In this passage of story nothing is added here to what we had in the other evangelists; but only in the Luke 20:1; where we are told,
I. That he was now teaching the people in the temple, and preaching the gospel. Note, Christ was a preacher of his own gospel. He not only purchased the salvation for us, but published it to us, which is a great confirmation of the truth of the gospel, and gives abundant encouragement to us to receive it, for it is a sign that the heart of Christ was much upon it, to have it received. This likewise puts an honour upon the preachers of the gospel, and upon their office and work, how much soever they are despised by a vain world. It puts an honour upon the popular preachers of the gospel; Christ condescended to the capacities of the people in preaching the gospel, and taught them. And observe, when he was preaching the gospel to the people he had this interruption given him. Note, Satan and his agents do all they can to hinder the preaching of the gospel to the people, for nothing weakens the interest of Satan’s kingdom more.
II. That his enemies are here said to come upon him—epestesan. The word is used only here, and it intimates,
1. That they thought to surprise him with this question; they came upon him suddenly, hoping to catch him unprovided with an answer, as if this were not a thing he had himself thought of.

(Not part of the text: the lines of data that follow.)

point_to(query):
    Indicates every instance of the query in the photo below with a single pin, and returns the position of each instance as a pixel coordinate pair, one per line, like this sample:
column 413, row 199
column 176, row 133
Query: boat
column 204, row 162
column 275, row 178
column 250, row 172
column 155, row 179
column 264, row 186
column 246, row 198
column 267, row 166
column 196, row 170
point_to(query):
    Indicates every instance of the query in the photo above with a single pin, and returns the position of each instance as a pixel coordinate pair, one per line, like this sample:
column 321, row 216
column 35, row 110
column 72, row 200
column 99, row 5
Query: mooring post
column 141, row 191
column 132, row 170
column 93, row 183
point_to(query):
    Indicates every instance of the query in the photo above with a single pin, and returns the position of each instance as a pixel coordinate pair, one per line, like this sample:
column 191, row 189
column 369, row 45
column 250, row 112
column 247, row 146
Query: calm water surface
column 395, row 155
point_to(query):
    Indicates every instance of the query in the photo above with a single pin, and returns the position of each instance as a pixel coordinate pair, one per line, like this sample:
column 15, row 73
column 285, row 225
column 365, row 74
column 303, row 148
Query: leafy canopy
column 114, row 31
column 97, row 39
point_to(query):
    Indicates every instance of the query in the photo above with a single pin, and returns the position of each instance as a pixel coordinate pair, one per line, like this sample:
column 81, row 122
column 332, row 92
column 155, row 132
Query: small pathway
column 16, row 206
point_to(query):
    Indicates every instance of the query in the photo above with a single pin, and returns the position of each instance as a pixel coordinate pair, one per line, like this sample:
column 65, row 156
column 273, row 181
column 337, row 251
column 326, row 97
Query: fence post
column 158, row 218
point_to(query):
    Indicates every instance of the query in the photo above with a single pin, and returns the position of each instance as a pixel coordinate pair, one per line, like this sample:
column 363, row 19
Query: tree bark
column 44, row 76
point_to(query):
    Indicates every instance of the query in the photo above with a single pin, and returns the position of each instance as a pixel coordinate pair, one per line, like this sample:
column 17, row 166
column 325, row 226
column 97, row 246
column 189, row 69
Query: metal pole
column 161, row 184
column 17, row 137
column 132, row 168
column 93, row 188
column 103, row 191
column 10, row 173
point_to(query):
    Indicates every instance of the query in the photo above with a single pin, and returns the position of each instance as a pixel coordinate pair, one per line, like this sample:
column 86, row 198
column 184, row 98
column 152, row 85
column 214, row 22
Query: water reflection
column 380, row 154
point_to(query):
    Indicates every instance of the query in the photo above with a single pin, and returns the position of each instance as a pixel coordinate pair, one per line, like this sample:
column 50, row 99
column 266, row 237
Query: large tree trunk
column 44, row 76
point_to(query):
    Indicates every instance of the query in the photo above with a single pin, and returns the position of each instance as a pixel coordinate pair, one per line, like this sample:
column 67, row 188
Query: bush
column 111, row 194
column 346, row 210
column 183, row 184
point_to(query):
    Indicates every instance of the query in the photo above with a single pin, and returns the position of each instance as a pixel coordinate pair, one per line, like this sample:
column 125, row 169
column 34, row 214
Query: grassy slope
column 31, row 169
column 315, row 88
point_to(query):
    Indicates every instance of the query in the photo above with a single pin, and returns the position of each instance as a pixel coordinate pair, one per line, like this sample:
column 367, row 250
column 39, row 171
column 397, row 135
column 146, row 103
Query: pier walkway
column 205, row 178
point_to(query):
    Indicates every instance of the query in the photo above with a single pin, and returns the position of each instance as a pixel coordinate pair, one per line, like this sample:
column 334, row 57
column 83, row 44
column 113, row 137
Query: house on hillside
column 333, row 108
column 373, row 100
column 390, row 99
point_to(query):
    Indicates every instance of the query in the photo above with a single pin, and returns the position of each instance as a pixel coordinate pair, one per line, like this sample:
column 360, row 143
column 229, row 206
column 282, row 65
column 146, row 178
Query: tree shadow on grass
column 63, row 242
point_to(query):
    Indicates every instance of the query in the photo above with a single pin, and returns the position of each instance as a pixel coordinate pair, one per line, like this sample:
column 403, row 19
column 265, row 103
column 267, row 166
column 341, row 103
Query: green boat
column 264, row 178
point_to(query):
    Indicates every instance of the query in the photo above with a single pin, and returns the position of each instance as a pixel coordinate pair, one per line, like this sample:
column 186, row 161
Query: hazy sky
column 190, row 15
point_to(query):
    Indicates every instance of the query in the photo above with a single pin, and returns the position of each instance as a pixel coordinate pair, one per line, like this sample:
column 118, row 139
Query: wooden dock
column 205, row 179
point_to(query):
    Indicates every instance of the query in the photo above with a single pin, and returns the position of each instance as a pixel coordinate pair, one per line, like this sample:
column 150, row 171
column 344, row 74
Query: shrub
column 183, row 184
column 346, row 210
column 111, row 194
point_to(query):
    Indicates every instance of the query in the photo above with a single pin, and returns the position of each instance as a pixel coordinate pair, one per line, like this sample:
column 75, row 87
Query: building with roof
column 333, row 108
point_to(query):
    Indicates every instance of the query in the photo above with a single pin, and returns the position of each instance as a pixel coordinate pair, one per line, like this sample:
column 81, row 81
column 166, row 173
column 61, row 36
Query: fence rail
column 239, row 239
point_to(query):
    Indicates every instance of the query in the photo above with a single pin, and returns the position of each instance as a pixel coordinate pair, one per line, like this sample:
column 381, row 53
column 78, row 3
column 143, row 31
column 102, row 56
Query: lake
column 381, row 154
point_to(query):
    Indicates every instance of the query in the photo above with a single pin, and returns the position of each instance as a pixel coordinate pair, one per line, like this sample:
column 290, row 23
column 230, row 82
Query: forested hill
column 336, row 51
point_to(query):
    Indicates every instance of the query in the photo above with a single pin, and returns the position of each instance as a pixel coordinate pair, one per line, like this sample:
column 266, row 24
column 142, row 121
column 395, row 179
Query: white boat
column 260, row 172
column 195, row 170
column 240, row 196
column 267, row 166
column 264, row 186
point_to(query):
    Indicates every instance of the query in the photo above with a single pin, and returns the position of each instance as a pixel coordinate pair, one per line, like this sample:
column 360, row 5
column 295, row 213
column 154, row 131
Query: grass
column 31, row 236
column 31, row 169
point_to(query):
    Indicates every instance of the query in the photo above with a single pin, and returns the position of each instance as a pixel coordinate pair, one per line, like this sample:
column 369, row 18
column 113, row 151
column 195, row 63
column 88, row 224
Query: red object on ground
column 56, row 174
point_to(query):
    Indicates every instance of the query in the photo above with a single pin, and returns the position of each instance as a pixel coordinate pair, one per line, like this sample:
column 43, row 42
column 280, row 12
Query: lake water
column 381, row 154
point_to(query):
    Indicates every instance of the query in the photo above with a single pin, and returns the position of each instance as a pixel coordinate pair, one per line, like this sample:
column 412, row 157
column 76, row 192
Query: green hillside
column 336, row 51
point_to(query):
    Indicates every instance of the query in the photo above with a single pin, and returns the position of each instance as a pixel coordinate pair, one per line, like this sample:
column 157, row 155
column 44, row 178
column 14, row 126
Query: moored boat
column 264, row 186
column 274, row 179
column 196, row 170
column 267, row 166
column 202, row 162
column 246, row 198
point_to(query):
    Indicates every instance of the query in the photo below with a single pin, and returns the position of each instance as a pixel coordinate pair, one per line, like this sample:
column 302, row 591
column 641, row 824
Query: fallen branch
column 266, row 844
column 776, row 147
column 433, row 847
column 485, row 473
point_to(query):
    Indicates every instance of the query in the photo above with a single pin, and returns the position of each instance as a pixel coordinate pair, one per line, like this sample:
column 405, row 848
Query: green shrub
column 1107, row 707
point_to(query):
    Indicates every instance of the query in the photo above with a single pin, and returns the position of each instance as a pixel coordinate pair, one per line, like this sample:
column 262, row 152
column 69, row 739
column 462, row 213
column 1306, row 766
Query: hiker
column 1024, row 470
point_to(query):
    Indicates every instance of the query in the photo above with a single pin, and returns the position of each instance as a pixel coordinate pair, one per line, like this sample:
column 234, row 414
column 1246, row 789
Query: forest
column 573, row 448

2. That they thought to frighten him with this question. They came upon him in a body, with violence. But how could he be terrified with the wrath of men, when it was in his own power to restrain it, and make it turn to his praise? From this story itself we may learn, (1.) That it is not to be thought strange, if even that which is evident to a demonstration be disputed, and called in question, as a doubtful thing, by those that shut their eyes against the light. Christ’s miracles plainly showed by what authority he did these things, and sealed his commission; and yet this is that which is here arraigned. (2.) Those that question Christ’s authority, if they be but catechized themselves in the plainest and most evident principles of religion, will have their folly made manifest unto all men. Christ answered these priests and scribes with a question concerning the baptism of John, a plain question, which the meanest of the common people could answer: Was it from heaven or of men? They all knew it was from heaven; there was nothing in it that had an earthly relish or tendency, but it was all heavenly and divine. And this question gravelled them, and ran them aground, and served to shame them before the people. (3.) It is not strange if those that are governed by reputation and secular interest imprison the plainest truths, and smother and stifle the strongest convictions, as these priests and scribes did, who, to save their credit, would not own that John’s baptism was from heaven, and had no other reason why they did not say it was of men but because they feared the people. What good can be expected from men of such a spirit? (4.) Those that bury the knowledge they have are justly denied further knowledge. It was just with Christ to refuse to give an account of his authority to them that knew the baptism of John to be from heaven and would not believe in him, nor own their knowledge, Luke 20:7, 8.